We included 11 open-label extension studies with 2445 participants with nociceptive (low back, osteoarthritis) and neuropathic (radicular, polyneuropathy) pain. Median study duration was 26 (range 26-108) weeks.

  • Four studies tested oxycodone,
  • two studies tramadol and buprenorphine;
  • hydromorphone, morphine, oxymorphone and tapentadol were each tested in one study.

Of the patients randomized at baseline,

  • 28.5 % (95 % confidence interval, CI, 17.9-39.2 %) finished the open-label period;
  • 53.5 % (95 % CI 38.1-68.2 %) of patients entering the open-label period finished the open-label period.
  • the total loss was 71.5 % (95 % CI 60.9-83.1 %) of all patients primarily included into the RCT.
  • A total of 4.9 % (95 % CI 2.9-8.2 %) of patients dropped out due lack of efficacy;
  • 16.8 % (95 % CI 11.0-24.8 %) dropped out to due adverse events (AE) in the open-label period and
  • 0.08 % (95 % CI 0.001-0.05 %) of patients died during the open-label period.

I cannot make sense of these statistics: the first two seem identical.

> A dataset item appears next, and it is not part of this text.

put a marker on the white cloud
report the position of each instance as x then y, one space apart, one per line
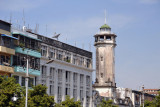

This article is a 9-page PDF file and well worth reading if you’re interested:

482_2014_1452_MOESM1_ESM.pdf (653 kb) English version PDF 

Only one study systematically assessed aberrant drug behavior of the patients:

  • 5.7 % (95 % CI 3.4-9.6 %) showed aberrant drug behavior in the opinion of the investigators and
  • 2.6 % (95 % CI 1.2-5.8 %) were judged to show aberrant drug behavior by independent expert assessment.

I find it troubling that the “independent experts” found “aberrant drug behavior” in less than half of those that the “investigators” did.

I attribute this to the researchers trying so hard to find “aberrant drug behavior” that they labeled any case that came anywhere near it.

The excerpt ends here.